A few kilometers away from the Walled City are Lahore’s Shalimar Gardens. Emperor Shah Jahan made Shalimar Gardens in cities across India, however, the most famous are the ones in Lahore.
The garden is split into seven levels, representing heaven, and each level gets more elaborate and exclusive. The gardens at the beginning were meant to be for the general public while gardens further down were meant only for nobles or the emperor’s family. Again, very well engineered, the pavilion in which the emperor sits is designed in a way in which the emperor would always feel the wind.
The fountains are carved in a way to make it look as if there are fish jumping through the water. Declared a World Heritage Site by UNESCO, the gardens are constantly being conserved and restored. The gardens are now a calm space for the public where one can escape the city.
Further away from the center of the city is the resting place of the influential Mughal Emperor, Jahangir. Despite being a tomb, the space is open, full of light, and elegantly decorated, inviting travelers with open arms. The tomb is a series of courtyards surrounded by rooms for pilgrims to stay in. These are no longer in use, however, the tomb and place of worship itself are still open and newly restored.
The tomb itself is laid out similarly to a mosque. Intricate handcrafted patterns depicting the path to heaven adorn the interior space leading to Jahangir’s grave as a final prayer for the emperor to find his way to peace.

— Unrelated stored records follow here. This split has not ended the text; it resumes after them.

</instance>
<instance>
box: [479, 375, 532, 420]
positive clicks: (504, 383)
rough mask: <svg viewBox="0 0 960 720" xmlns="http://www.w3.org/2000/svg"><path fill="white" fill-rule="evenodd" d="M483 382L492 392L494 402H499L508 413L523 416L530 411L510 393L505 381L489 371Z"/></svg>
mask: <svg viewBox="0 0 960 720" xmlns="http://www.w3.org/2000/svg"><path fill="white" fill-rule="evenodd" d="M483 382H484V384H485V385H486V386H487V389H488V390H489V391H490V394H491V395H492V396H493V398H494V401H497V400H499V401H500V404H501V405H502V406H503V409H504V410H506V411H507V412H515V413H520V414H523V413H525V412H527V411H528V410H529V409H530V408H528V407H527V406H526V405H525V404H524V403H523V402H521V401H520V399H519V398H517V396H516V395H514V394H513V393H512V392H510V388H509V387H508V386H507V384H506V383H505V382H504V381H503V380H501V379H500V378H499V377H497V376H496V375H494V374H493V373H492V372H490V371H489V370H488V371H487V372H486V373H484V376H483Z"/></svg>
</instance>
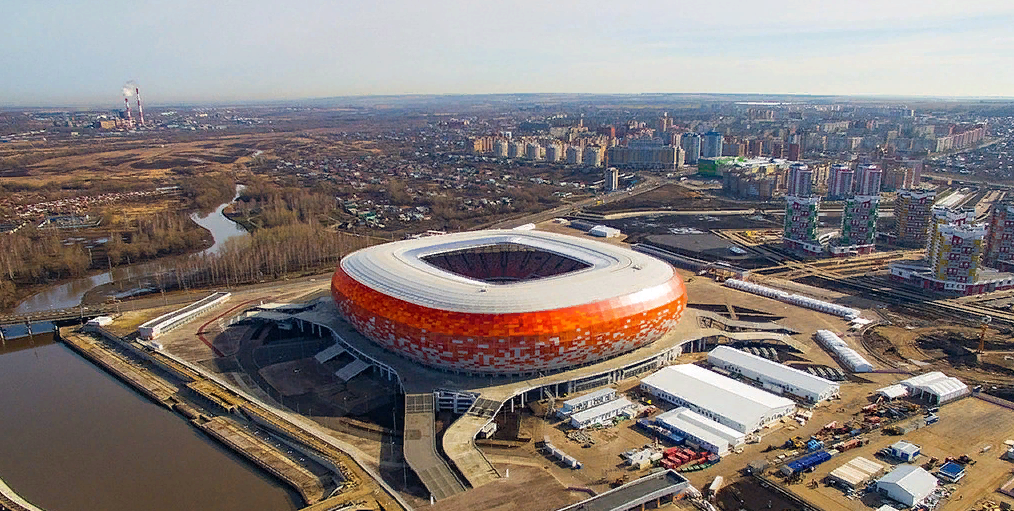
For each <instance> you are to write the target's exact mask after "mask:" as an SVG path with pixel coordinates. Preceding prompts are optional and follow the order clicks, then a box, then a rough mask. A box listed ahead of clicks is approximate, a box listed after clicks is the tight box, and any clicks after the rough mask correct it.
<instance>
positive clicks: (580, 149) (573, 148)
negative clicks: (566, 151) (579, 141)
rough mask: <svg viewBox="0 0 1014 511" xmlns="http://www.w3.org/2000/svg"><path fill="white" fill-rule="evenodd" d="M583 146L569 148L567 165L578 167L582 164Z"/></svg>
mask: <svg viewBox="0 0 1014 511" xmlns="http://www.w3.org/2000/svg"><path fill="white" fill-rule="evenodd" d="M581 152H582V151H581V146H570V147H568V148H567V164H568V165H578V164H580V163H581Z"/></svg>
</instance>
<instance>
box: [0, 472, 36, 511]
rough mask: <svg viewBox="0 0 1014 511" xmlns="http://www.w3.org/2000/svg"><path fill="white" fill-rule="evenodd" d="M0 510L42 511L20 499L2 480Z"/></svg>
mask: <svg viewBox="0 0 1014 511" xmlns="http://www.w3.org/2000/svg"><path fill="white" fill-rule="evenodd" d="M0 509H8V510H10V511H43V509H42V508H39V507H37V506H34V505H32V504H31V503H30V502H28V501H26V500H24V499H22V498H21V496H20V495H17V493H15V492H14V490H13V489H12V488H10V487H9V486H7V484H6V483H4V482H3V480H2V479H0Z"/></svg>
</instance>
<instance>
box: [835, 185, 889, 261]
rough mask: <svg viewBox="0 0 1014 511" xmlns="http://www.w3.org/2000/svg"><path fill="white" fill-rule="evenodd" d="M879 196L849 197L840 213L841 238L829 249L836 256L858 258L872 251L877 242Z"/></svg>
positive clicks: (878, 217)
mask: <svg viewBox="0 0 1014 511" xmlns="http://www.w3.org/2000/svg"><path fill="white" fill-rule="evenodd" d="M879 205H880V196H879V195H873V196H851V197H849V198H847V199H846V200H845V208H844V211H843V212H842V237H841V238H839V240H838V242H837V243H836V245H837V246H835V247H831V252H832V253H835V254H836V255H859V254H863V253H870V252H872V251H873V248H874V245H875V244H876V241H877V219H878V218H879V209H880V208H879Z"/></svg>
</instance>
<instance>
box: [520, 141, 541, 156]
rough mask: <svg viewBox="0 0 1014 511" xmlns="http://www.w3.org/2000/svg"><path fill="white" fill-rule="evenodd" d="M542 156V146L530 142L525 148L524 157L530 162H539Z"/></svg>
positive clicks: (524, 151)
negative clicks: (529, 161) (541, 155)
mask: <svg viewBox="0 0 1014 511" xmlns="http://www.w3.org/2000/svg"><path fill="white" fill-rule="evenodd" d="M541 155H542V146H540V145H538V144H536V143H534V142H528V143H527V144H526V145H525V146H524V157H525V158H527V159H530V160H538V159H540V157H541Z"/></svg>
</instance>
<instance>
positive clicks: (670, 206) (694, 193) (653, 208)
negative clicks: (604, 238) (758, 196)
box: [588, 185, 764, 214]
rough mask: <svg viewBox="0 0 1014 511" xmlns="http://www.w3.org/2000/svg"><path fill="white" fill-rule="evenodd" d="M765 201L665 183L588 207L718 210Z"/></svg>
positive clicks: (623, 210) (689, 209)
mask: <svg viewBox="0 0 1014 511" xmlns="http://www.w3.org/2000/svg"><path fill="white" fill-rule="evenodd" d="M763 206H764V203H756V204H754V203H745V202H736V201H730V200H727V199H718V198H715V197H711V196H709V195H707V194H704V193H701V192H695V191H693V190H690V189H687V188H685V187H681V186H679V185H665V186H662V187H659V188H657V189H655V190H653V191H651V192H647V193H644V194H641V195H638V196H634V197H631V198H630V199H626V200H623V201H617V202H613V203H609V204H603V205H600V206H594V207H591V208H588V211H589V212H592V213H606V214H607V213H619V212H621V211H649V210H665V209H671V210H686V211H693V210H709V209H713V210H717V209H745V208H752V207H763Z"/></svg>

Relatively less popular compared to other Lahori monuments, the Tomb of Jahangir is a beautiful space that creates a peaceful and mysterious environment.

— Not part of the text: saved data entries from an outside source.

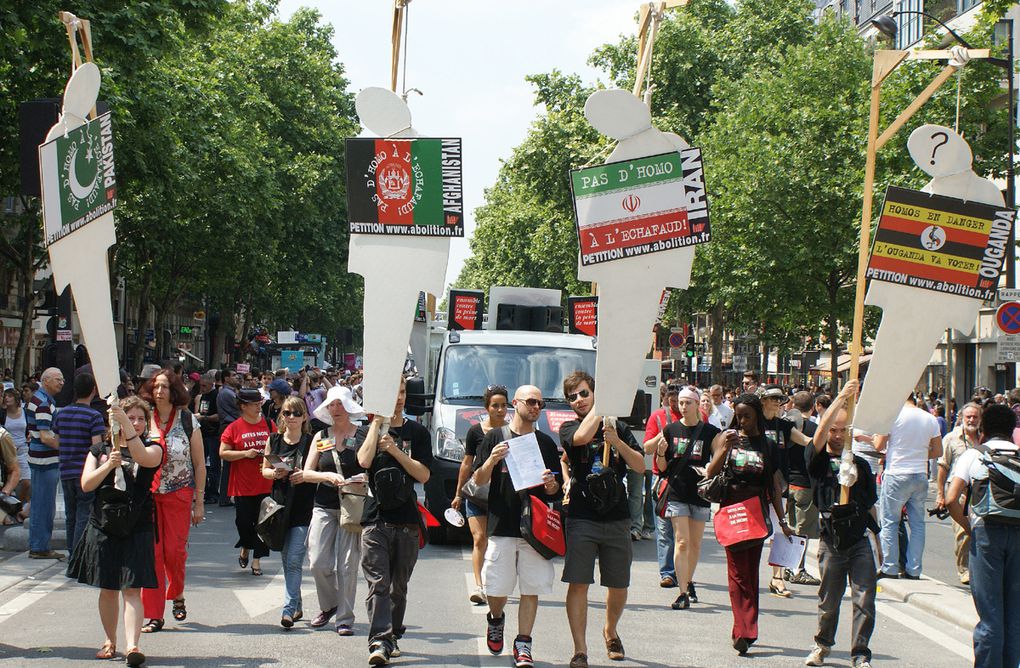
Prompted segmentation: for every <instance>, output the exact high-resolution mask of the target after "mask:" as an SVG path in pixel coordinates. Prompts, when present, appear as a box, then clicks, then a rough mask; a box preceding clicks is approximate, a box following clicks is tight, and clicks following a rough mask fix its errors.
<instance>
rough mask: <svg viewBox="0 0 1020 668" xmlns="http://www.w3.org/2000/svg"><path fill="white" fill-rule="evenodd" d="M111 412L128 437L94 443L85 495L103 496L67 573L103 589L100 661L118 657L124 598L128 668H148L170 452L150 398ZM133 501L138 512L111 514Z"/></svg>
mask: <svg viewBox="0 0 1020 668" xmlns="http://www.w3.org/2000/svg"><path fill="white" fill-rule="evenodd" d="M109 415H110V423H111V424H116V425H119V429H120V433H119V435H118V436H115V440H114V443H113V445H112V446H110V445H109V444H101V445H96V446H92V448H91V449H90V451H89V456H88V457H87V458H86V460H85V470H83V471H82V490H83V491H85V492H95V493H96V498H95V502H94V505H93V507H92V516H91V517H90V518H89V524H88V526H87V527H86V529H85V535H83V536H82V539H81V541H79V542H78V545H77V546H75V548H74V552H73V554H72V555H71V558H70V562H69V563H68V565H67V576H68V577H70V578H72V579H74V580H77V581H79V582H81V583H83V584H91V585H92V586H98V587H99V618H100V620H101V622H102V624H103V632H104V633H105V636H106V637H105V640H104V643H103V647H102V648H101V649H100V650H99V652H98V653H96V658H97V659H112V658H114V657H115V656H116V653H117V646H116V644H117V639H116V638H117V615H118V613H119V608H120V601H119V599H120V598H123V602H124V609H123V622H124V631H125V635H126V639H127V645H129V648H130V650H129V652H127V656H126V659H127V665H129V666H141V665H142V664H143V663H145V655H144V654H142V652H141V651H140V650H139V648H138V643H139V638H140V637H141V634H142V620H143V619H144V617H143V612H144V611H143V608H142V590H141V587H145V586H149V587H151V586H156V566H155V553H154V547H155V539H154V537H153V534H154V527H153V519H154V517H153V507H152V480H153V477H155V475H156V471H157V470H159V464H160V461H161V460H162V457H163V453H162V450H161V449H160V446H159V444H158V443H150V442H149V441H148V440H147V433H148V428H149V420H150V419H151V414H150V409H149V405H148V404H146V403H145V402H144V401H142V400H141V399H139V398H137V397H129V398H127V399H125V400H123V402H121V404H120V405H119V406H113V407H112V408H110V411H109ZM124 446H125V447H126V452H124V449H125V448H124ZM125 498H126V500H130V501H127V505H129V506H130V507H131V509H132V512H131V513H130V514H127V515H126V516H119V515H116V514H113V513H111V512H108V511H110V510H112V509H113V508H114V507H115V506H117V505H118V506H119V507H121V508H122V507H123V506H124V502H125Z"/></svg>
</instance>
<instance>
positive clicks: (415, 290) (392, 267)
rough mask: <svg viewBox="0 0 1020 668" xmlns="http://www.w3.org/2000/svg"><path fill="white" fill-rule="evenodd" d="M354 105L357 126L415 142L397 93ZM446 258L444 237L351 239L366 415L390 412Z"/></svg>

Back in the center of the Walled City is the Lahore Fort, a palace that historians say has sections dating back 4,000 years. However, Lahore Fort as we know it was made by the Mughal emperor Shah Jahan and expanded by Aurangzeb.
As a fortress filled with a large number of outdoor spaces due to the hot climate, it can be considered a city of its own. Aurangzeb made the Fort’s Alamgiri Gate facing his greatest treasure, the Badshahi Mosque, whose entrance is pictured below and in between the two is the Hazuri Bagh, a garden built by the Sikh ruler, Ranjit Singh.

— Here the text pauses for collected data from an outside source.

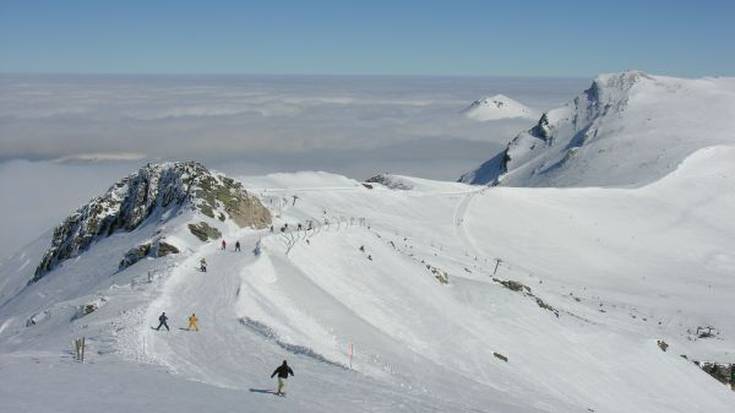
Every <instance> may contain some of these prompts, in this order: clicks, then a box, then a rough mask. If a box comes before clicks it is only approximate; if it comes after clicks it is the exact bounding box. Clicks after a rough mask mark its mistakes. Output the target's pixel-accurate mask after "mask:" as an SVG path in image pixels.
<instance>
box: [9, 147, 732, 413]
mask: <svg viewBox="0 0 735 413" xmlns="http://www.w3.org/2000/svg"><path fill="white" fill-rule="evenodd" d="M396 179H400V180H402V181H403V182H405V183H408V184H410V185H411V186H412V188H411V189H407V190H396V189H390V188H387V187H384V186H382V185H380V184H370V185H369V186H370V187H372V188H368V187H367V186H364V185H363V184H361V183H359V182H357V181H353V180H350V179H348V178H345V177H341V176H337V175H331V174H327V173H320V172H303V173H296V174H276V175H270V176H265V177H243V178H241V181H242V182H243V184H244V186H245V188H247V189H248V190H249V191H250V192H251V193H255V194H257V195H258V197H259V198H260V200H261V201H262V203H263V204H264V205H265V206H266V207H268V208H269V209H270V211H271V213H272V215H273V225H274V228H275V231H274V232H273V233H271V232H270V231H269V230H268V229H265V230H253V229H247V228H246V229H241V228H237V227H236V226H235V225H233V224H230V223H222V224H221V225H220V226H219V228H220V229H221V230H222V231H223V238H224V239H226V240H227V242H228V243H229V244H228V248H227V250H226V251H222V250H220V240H219V239H217V240H211V241H208V242H201V241H199V240H198V239H196V238H194V237H193V236H192V235H191V234H190V233H189V232H188V230H187V229H186V224H187V223H189V222H194V221H199V220H200V219H201V217H200V216H197V214H198V213H197V212H195V211H188V210H187V211H182V212H180V213H179V215H177V216H175V217H174V218H170V217H158V216H152V217H151V218H149V220H148V221H147V222H146V223H145V225H143V226H141V227H140V228H139V229H137V230H135V231H132V232H129V233H116V234H113V235H112V236H110V237H109V238H106V239H103V240H101V241H98V242H96V243H95V244H93V246H92V247H91V248H90V249H89V250H87V251H85V252H84V253H82V254H81V255H80V256H78V257H77V258H74V259H71V260H68V261H67V262H65V263H64V264H63V265H62V266H60V267H58V268H57V269H55V270H54V271H52V272H50V273H49V274H48V275H47V276H45V277H44V278H42V279H41V280H40V281H38V282H37V283H34V284H31V285H28V286H25V285H26V283H27V282H28V280H30V279H31V278H32V277H33V270H34V268H35V266H36V265H37V263H38V261H39V260H40V256H41V255H42V254H43V252H44V251H45V249H46V248H47V246H48V242H49V237H50V234H49V236H46V237H44V238H42V239H40V240H39V241H38V242H36V243H34V244H32V245H30V246H28V247H27V248H25V249H24V250H23V251H22V252H20V253H19V254H17V255H16V256H14V257H12V258H10V259H8V260H6V261H5V262H4V263H2V267H1V270H0V271H1V274H2V276H0V372H1V374H0V399H2V407H0V410H2V411H8V412H11V411H13V412H21V411H22V412H51V411H54V412H71V411H74V412H97V411H109V412H130V411H150V412H177V413H183V412H201V411H207V412H232V411H248V412H261V411H262V412H265V411H269V412H272V411H276V412H279V411H284V412H285V411H299V412H325V411H342V412H364V411H371V412H396V411H407V412H427V411H437V412H439V411H440V412H479V411H481V412H592V411H594V412H626V413H627V412H647V413H657V412H661V413H664V412H665V413H670V412H682V413H690V412H705V411H706V412H709V413H713V412H731V411H732V407H733V406H734V405H735V393H733V392H732V391H730V390H729V389H728V388H727V387H726V386H724V385H722V384H720V383H719V382H717V381H716V380H715V379H713V378H712V377H710V376H709V375H707V374H706V373H705V372H703V371H702V370H701V369H700V368H698V367H697V366H696V365H694V364H693V363H692V360H713V361H719V362H733V361H735V335H733V334H734V333H733V332H735V318H733V316H732V311H731V309H732V303H733V302H735V278H734V277H733V274H734V273H735V255H733V254H734V253H733V249H732V246H733V241H734V240H735V221H734V220H732V219H731V218H732V216H733V215H732V211H735V192H733V188H735V147H732V146H717V147H709V148H705V149H702V150H699V151H697V152H696V153H694V154H692V155H691V156H689V157H688V158H687V159H686V160H685V161H684V162H683V163H682V164H681V165H680V166H679V167H678V168H677V169H676V170H675V171H674V172H672V173H670V174H669V175H667V176H666V177H664V178H663V179H661V180H659V181H657V182H655V183H653V184H649V185H647V186H644V187H640V188H635V189H622V188H618V189H613V188H563V189H561V188H506V187H475V186H469V185H465V184H461V183H447V182H437V181H429V180H424V179H418V178H411V177H396ZM294 195H296V196H297V198H296V201H295V204H294V198H293V196H294ZM164 218H166V219H165V223H164V224H162V223H161V222H163V221H164ZM308 220H312V221H313V223H314V224H313V228H312V229H311V230H308V231H307V230H306V225H307V222H308ZM285 223H288V224H289V226H288V230H286V231H285V232H284V233H281V231H280V228H281V226H283V224H285ZM298 223H302V224H303V228H302V230H301V231H298V230H296V229H297V228H296V226H297V224H298ZM157 232H159V233H160V232H165V233H166V234H167V237H166V239H167V240H168V242H172V243H174V244H176V245H177V246H179V247H180V249H181V253H180V254H176V255H170V256H166V257H162V258H158V259H144V260H142V261H139V262H138V263H136V264H134V265H132V266H130V267H128V268H127V269H124V270H123V271H119V272H118V270H117V269H118V262H119V260H120V257H121V256H122V255H123V254H124V252H125V251H127V250H128V249H129V248H131V246H134V245H136V244H137V243H139V242H141V241H143V240H147V239H150V237H151V236H152V235H153V234H155V233H157ZM236 240H239V241H240V242H241V244H242V251H241V252H234V251H233V250H232V247H233V246H234V243H235V241H236ZM259 241H260V245H261V251H260V254H258V255H256V254H255V253H254V252H253V250H254V249H255V248H256V244H257V243H258V242H259ZM361 247H363V248H361ZM363 250H364V251H363ZM202 257H205V258H206V259H207V261H208V263H209V267H208V272H206V273H202V272H200V271H199V270H198V262H199V260H200V258H202ZM496 259H500V260H501V261H500V262H499V263H498V262H497V261H496ZM496 264H497V272H496V273H495V275H493V272H494V271H495V267H496ZM493 278H495V280H493ZM508 280H513V281H517V282H519V283H522V284H523V285H525V286H527V287H528V288H524V287H521V288H520V290H519V291H515V290H514V289H510V288H506V286H504V285H503V284H502V282H504V281H508ZM506 284H507V283H506ZM537 300H538V301H537ZM88 303H95V304H96V305H97V306H98V309H97V310H96V311H94V312H92V313H90V314H86V315H84V314H80V312H79V311H80V310H79V309H80V306H84V305H85V304H88ZM540 303H543V306H542V305H541V304H540ZM162 311H165V312H166V313H167V314H168V315H169V317H170V320H169V325H170V327H171V331H170V332H166V331H156V330H154V329H153V328H152V327H155V326H156V325H157V324H158V323H157V318H158V315H159V314H160V313H161V312H162ZM191 313H196V314H197V316H198V317H199V320H200V331H199V332H193V331H186V330H185V327H186V318H187V317H188V316H189V315H190V314H191ZM31 319H32V320H33V323H30V324H29V320H31ZM707 326H709V327H713V328H715V331H716V332H717V335H716V336H715V337H711V338H698V336H697V333H696V330H697V328H698V327H707ZM82 336H84V337H86V340H87V347H88V348H87V355H86V360H85V362H84V363H79V362H77V361H75V360H73V357H72V351H71V350H72V345H71V343H72V340H73V339H74V338H78V337H82ZM657 340H664V341H665V342H666V343H668V344H669V347H668V350H667V351H665V352H664V351H662V350H661V349H660V348H659V346H658V345H657ZM494 353H497V356H496V355H495V354H494ZM682 355H685V356H686V357H687V358H686V359H685V358H684V357H683V356H682ZM498 356H502V357H505V358H506V359H507V361H504V360H502V359H501V358H500V357H498ZM284 359H287V360H288V361H289V364H290V365H291V366H292V367H293V369H294V370H295V373H296V375H295V377H292V378H290V379H289V381H288V382H289V383H288V388H287V392H288V395H287V397H285V398H281V397H276V396H274V395H273V394H272V392H273V391H274V390H275V381H274V380H273V379H270V378H269V376H270V374H271V372H272V371H273V369H274V368H275V367H277V366H278V365H279V364H280V362H281V361H282V360H284Z"/></svg>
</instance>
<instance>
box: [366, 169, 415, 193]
mask: <svg viewBox="0 0 735 413" xmlns="http://www.w3.org/2000/svg"><path fill="white" fill-rule="evenodd" d="M365 182H369V183H374V184H381V185H383V186H385V187H386V188H389V189H397V190H401V191H408V190H411V189H413V188H414V186H413V185H412V184H411V182H409V181H408V180H406V179H402V178H401V177H399V176H395V175H390V174H386V173H381V174H377V175H375V176H371V177H370V178H368V179H366V180H365ZM370 189H372V188H370Z"/></svg>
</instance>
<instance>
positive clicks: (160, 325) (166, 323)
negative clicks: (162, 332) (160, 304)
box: [156, 311, 171, 331]
mask: <svg viewBox="0 0 735 413" xmlns="http://www.w3.org/2000/svg"><path fill="white" fill-rule="evenodd" d="M167 320H168V317H166V312H165V311H164V312H162V313H161V315H160V316H158V327H156V331H159V330H160V329H161V326H163V327H166V331H171V329H169V328H168V323H166V321H167Z"/></svg>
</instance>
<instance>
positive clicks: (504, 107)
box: [462, 95, 536, 122]
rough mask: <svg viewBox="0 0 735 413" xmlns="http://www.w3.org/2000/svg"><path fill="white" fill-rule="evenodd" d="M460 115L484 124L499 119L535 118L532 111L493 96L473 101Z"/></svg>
mask: <svg viewBox="0 0 735 413" xmlns="http://www.w3.org/2000/svg"><path fill="white" fill-rule="evenodd" d="M462 113H463V114H464V115H465V116H466V117H468V118H469V119H474V120H477V121H481V122H485V121H491V120H500V119H513V118H531V119H533V118H535V117H536V114H535V113H534V111H533V110H532V109H531V108H529V107H527V106H525V105H524V104H522V103H520V102H518V101H516V100H513V99H511V98H509V97H507V96H505V95H495V96H492V97H484V98H480V99H477V100H475V101H474V102H472V103H471V104H470V105H469V106H468V107H466V108H465V109H464V110H463V111H462Z"/></svg>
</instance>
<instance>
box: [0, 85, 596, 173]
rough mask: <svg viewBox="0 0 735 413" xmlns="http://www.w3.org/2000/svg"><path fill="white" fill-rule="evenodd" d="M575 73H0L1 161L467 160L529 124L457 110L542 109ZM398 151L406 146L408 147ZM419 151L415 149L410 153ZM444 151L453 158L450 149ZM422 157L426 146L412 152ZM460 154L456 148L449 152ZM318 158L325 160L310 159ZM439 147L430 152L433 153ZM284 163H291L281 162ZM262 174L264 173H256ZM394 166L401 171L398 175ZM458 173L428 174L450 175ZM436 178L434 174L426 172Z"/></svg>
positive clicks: (556, 100)
mask: <svg viewBox="0 0 735 413" xmlns="http://www.w3.org/2000/svg"><path fill="white" fill-rule="evenodd" d="M584 83H585V81H583V80H563V79H508V78H430V77H326V76H325V77H320V76H304V77H298V76H281V77H271V76H219V77H195V76H133V77H125V76H82V75H77V76H41V75H35V76H28V75H26V76H13V75H3V76H2V77H0V157H1V158H2V159H1V160H9V159H15V158H23V159H30V160H52V159H64V160H73V159H77V158H79V159H82V160H84V159H86V158H89V157H90V154H100V155H102V156H99V157H97V158H98V159H97V160H102V159H103V158H106V159H115V158H124V159H130V158H131V154H132V155H136V156H133V157H132V158H135V159H181V158H187V159H188V158H196V159H201V160H203V161H205V162H220V161H227V162H233V161H237V160H239V161H244V162H248V163H252V164H275V165H278V164H284V163H285V162H287V161H289V160H292V159H294V158H296V159H298V160H299V161H300V162H299V164H300V165H301V167H302V168H306V169H325V168H326V169H330V168H336V169H333V170H332V171H333V172H344V171H343V170H340V167H339V166H338V165H332V164H330V162H329V161H330V160H332V156H333V155H334V154H335V153H336V152H339V153H357V152H362V151H364V152H365V153H366V154H372V155H374V156H376V158H373V159H365V160H366V161H376V162H377V163H381V162H386V161H390V160H391V158H394V157H396V156H398V157H399V158H400V159H403V160H408V161H410V160H411V159H410V158H411V156H410V154H406V153H401V154H396V153H395V152H394V151H381V150H380V148H390V147H395V146H396V145H399V146H400V145H404V146H405V145H408V143H411V145H413V144H414V143H415V144H416V145H418V146H420V145H421V143H422V142H424V141H433V142H436V141H442V142H446V141H456V142H457V145H458V146H461V145H462V144H463V143H465V142H467V141H471V142H481V143H485V144H486V148H487V150H486V151H485V152H486V153H477V149H478V148H477V147H476V145H470V147H469V148H468V150H466V151H465V152H464V154H465V155H463V156H465V157H466V160H467V162H468V163H467V166H470V165H471V164H472V163H474V162H477V161H480V160H482V159H484V158H487V157H488V155H489V154H490V153H491V152H492V151H493V150H494V149H496V148H497V147H498V146H499V145H501V144H504V143H505V142H506V141H507V139H508V137H509V136H510V135H512V134H514V133H515V132H516V131H517V130H518V129H520V128H522V127H525V126H526V125H527V124H528V123H529V121H528V120H525V121H505V122H495V123H493V124H487V123H485V124H483V123H478V122H473V121H471V120H468V119H465V118H464V117H462V116H459V115H458V113H459V112H460V111H461V110H462V109H463V108H464V107H466V106H467V104H469V102H472V101H473V100H474V99H476V98H477V97H479V96H482V95H486V94H495V93H500V92H502V93H504V94H506V95H508V96H512V97H513V98H514V99H517V100H519V101H521V102H523V103H524V104H527V105H529V106H531V107H535V108H539V109H546V108H548V107H550V106H553V105H555V104H558V103H561V102H563V101H564V100H566V99H568V98H569V97H570V96H573V95H574V94H575V93H576V92H577V91H578V90H579V89H580V88H581V87H582V86H583V85H584ZM401 149H402V150H408V151H410V150H411V148H410V145H409V146H408V147H402V148H401ZM417 150H418V151H421V150H420V149H418V147H417ZM458 151H459V150H454V151H453V152H454V155H453V156H460V154H459V153H457V152H458ZM423 152H425V151H423ZM460 152H461V151H460ZM320 154H325V155H328V156H320ZM443 155H444V151H441V152H440V153H437V154H436V156H437V159H441V157H442V156H443ZM284 167H285V169H291V168H290V167H288V165H284ZM267 169H270V168H267ZM398 172H404V171H398ZM459 172H461V170H460V171H457V170H446V171H443V172H441V173H439V174H438V175H440V176H443V177H445V178H452V177H454V176H456V175H457V174H458V173H459ZM435 177H438V176H435Z"/></svg>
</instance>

Considered the heart of Lahore by many, including Aurangzeb and myself, is the Badshahi Mosque.
The mosque has impossibly perfect symmetry and complex structure familiar to Muslim architecture. With a large courtyard at its entrance, the visitor is left wide-eyed staring at an elegant mosque of commanding size and form. Elaborate yet elegant patterns adorn the walls and ceilings of the mosque, not overshadowing or covering, rather highlighting and complementing the complexity and perfection of the structure. Marble floors gracing the bare feet of worshippers are designed so each individual has a place to pray.
Once in the building, the mosque urges you to look back through the gateways on to the expansive courtyard and in the distance, next to one of the four minars of the mosque, is the sight of neighboring Sikh Gurdwara. Both cherished places of worship are in an embrace, perfectly representing Lahore and its connection to spirituality. The utmost attention is put to every aspect of the space and building, on the largest and smallest scale.
Amongst the grandeur, children laugh and play, young couples whisper secrets to each other and people pray. Being in the Badshahi Mosque feels like existing in the whispers and thoughts of God. Peace settles over you and the universe seems to hold you in its arms.